Central Laboratory, Beijing Obstetrics and Gynecology Hospital, Capital Medical University, Beijing Maternal and Child Health Care Hospital, 17 QiHeLou Street, Dongcheng District, Beijing, 100006, China.
Department of Gynecology, Beijing Obstetrics and Gynecology Hospital, Capital Medical University, Beijing Maternal and Child Health Care Hospital, 251 YaoJiaYuan Road, Chaoyang District, Beijing, 100026, China.
Biol Res. 2024 Sep 28;57(1):68. doi: 10.1186/s40659-024-00550-w.
Müllerian duct anomalies (MDAs) are congenital developmental disorders that present as a series of abnormalities within the reproductive tracts of females. Genetic factors are linked to MDAs and recent advancements in whole-exome sequencing (WES) provide innovative perspectives in this field. However, relevant mechanism has only been investigated in a restricted manner without clear elucidation of respective observations.
Our previous study reported that 2 of 12 patients with MDAs harbored the CHD1L variant c.348-1G>C. Subsequently, an additional 85 MDAs patients were recruited. Variants in CHD1L were screened through the in-house database of WES performed in the cohort and two cases were identified. One presented with partial septate uterus with left renal agenesis and the other with complete septate uterus, duplicated cervices and longitudinal vaginal septum. The pathogenicity of the discovered variants was further assessed by molecular dynamics simulation and various functional assays.
Ultimately, two novel heterozygous CHD1L variants, including a missense variant c.956G>A (p.R319Q) and a nonsense variant c.1831C>T (p.R611*) were observed. The variants were absent in 100 controls. Altogether, the contribution yield of CHD1L to MDAs was calculated as 4.12% (4/97). All three variants were assessed as pathogenic through various functional analysis. The splice-site variant c.348-1G>C resulted in a 11 bp sequence skipping in exon 4 of CHD1L and led to nonsense mediated decay of its transcripts. Unlike WT CHD1L, the truncated R611* protein mislocalized to the cytoplasm, abolish the ability of CHD1L to promote cell migration and failed to interact with PARP1 owing to the loss of macro domain. The R319Q variant exhibited conformational disparities and showed abnormal protein recruitment behavior through laser microirradiation comparing with the WT CHD1L. All these variants impaired the CHD1L function in DNA damage repair, thus participating in MDAs.

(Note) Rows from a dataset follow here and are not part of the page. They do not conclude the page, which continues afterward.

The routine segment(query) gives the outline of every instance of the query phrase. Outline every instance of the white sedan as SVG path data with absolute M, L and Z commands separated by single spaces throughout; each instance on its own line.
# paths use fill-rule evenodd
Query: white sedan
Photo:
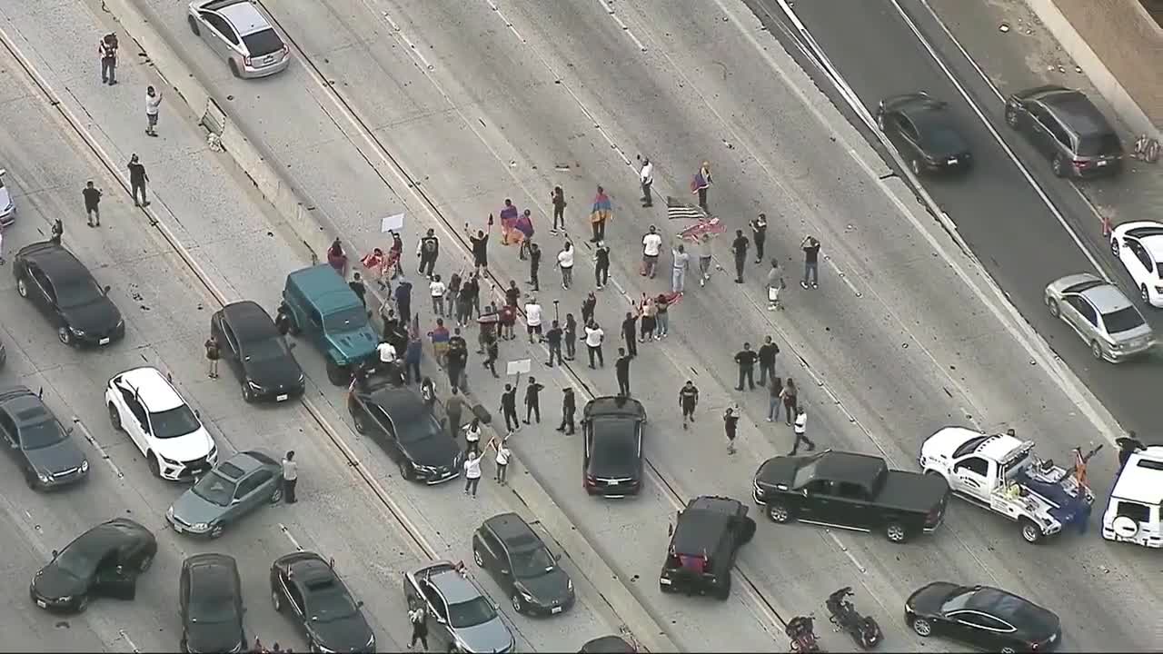
M 126 370 L 105 390 L 113 428 L 124 432 L 163 479 L 191 481 L 217 462 L 202 421 L 156 368 Z
M 1144 303 L 1163 308 L 1163 222 L 1136 220 L 1111 232 L 1111 254 L 1135 280 Z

The current study not only expands the mutational spectrum of CHD1L in MDAs but determines three variants as pathogenic according to ACMG guidelines with reliable functional evidence. Additionally, the impairment in DNA damage repair is an underlying mechanism involved in MDAs.
苗勒管发育异常(Müllerian duct anomalies,MDAs)是一种先天性发育障碍,表现为女性生殖道的一系列异常。遗传因素与 MDAs 有关,全外显子组测序(Whole-exome sequencing,WES)的最新进展为此领域提供了新的视角。然而,相关机制仅在有限的范围内进行了研究,未能明确阐述各自的观察结果。

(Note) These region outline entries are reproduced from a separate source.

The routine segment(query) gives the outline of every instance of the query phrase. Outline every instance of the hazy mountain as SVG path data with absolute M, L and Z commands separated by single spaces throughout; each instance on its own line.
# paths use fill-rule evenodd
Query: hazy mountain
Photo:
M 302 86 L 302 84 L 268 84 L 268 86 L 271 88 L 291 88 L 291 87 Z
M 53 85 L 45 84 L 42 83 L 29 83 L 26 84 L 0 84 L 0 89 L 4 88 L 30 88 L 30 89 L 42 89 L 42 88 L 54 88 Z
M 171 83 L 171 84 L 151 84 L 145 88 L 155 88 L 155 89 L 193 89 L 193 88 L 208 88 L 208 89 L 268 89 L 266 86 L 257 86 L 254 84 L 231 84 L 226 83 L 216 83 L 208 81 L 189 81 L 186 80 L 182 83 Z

我们之前的研究报告称,在 12 名 MDA 患者中有 2 名携带 CHD1L 变体 c.348-1G>C。随后,又招募了 85 名 MDA 患者。通过对该队列进行的 WES 内部数据库筛选 CHD1L 中的变体,发现了 2 个病例。其中一个表现为部分纵隔子宫伴左侧肾发育不全,另一个表现为完全纵隔子宫、双宫颈和纵向阴道隔。通过分子动力学模拟和各种功能测定进一步评估发现的变体的致病性。

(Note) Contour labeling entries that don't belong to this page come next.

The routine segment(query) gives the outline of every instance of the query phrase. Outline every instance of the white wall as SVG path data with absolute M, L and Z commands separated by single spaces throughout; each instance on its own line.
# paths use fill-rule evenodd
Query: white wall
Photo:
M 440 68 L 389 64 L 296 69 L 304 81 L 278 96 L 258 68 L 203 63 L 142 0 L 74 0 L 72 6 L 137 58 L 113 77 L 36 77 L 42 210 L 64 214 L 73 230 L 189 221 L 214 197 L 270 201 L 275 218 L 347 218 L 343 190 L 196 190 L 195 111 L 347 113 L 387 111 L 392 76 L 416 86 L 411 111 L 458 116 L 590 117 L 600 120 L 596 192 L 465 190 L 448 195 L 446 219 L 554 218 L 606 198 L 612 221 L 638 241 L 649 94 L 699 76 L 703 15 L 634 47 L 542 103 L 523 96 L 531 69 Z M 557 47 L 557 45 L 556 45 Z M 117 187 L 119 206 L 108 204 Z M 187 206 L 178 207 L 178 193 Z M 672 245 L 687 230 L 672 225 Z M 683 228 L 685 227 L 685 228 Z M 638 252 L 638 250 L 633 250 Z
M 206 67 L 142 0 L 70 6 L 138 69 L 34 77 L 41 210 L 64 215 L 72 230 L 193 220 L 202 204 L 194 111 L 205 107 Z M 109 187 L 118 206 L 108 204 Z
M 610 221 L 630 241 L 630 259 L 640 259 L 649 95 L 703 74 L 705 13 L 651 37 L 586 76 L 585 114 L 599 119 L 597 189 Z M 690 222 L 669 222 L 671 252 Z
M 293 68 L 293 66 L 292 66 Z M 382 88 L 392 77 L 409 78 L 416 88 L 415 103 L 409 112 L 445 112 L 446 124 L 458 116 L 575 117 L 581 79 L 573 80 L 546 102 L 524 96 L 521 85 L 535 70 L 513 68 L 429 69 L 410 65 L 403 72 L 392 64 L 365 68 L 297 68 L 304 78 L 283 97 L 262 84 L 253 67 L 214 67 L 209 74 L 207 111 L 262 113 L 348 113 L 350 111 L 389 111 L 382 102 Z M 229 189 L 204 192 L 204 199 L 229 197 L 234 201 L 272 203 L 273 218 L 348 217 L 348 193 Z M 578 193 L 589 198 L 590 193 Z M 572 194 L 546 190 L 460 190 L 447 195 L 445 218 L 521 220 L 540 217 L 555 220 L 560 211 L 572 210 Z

最终,发现了两种新的杂合 CHD1L 变体,包括错义变体 c.956G>A(p.R319Q)和无义变体 c.1831C>T(p.R611*)。这两种变体在 100 名对照中均不存在。总的来说,CHD1L 对 MDA 的贡献率为 4.12%(4/97)。所有三种变体均通过各种功能分析被评估为致病性。剪接位点变体 c.348-1G>C 导致 CHD1L 外显子 4 中 11 个碱基序列缺失,导致其转录物发生无意义介导的衰变。与 WT CHD1L 不同,截断的 R611*蛋白定位到细胞质中,由于宏结构域的缺失,丧失了 CHD1L 促进细胞迁移的能力,并且无法与 PARP1 相互作用。R319Q 变体与 WT CHD1L 相比,通过激光微照射显示出构象差异,并表现出异常的蛋白募集行为。所有这些变体都损害了 CHD1L 在 DNA 损伤修复中的功能,从而参与 MDA 的发生。
本研究不仅扩展了 CHD1L 在 MDA 中的突变谱,还根据 ACMG 指南确定了三种变体具有致病性,并提供了可靠的功能证据。此外,DNA 损伤修复受损是 MDA 发生的潜在机制。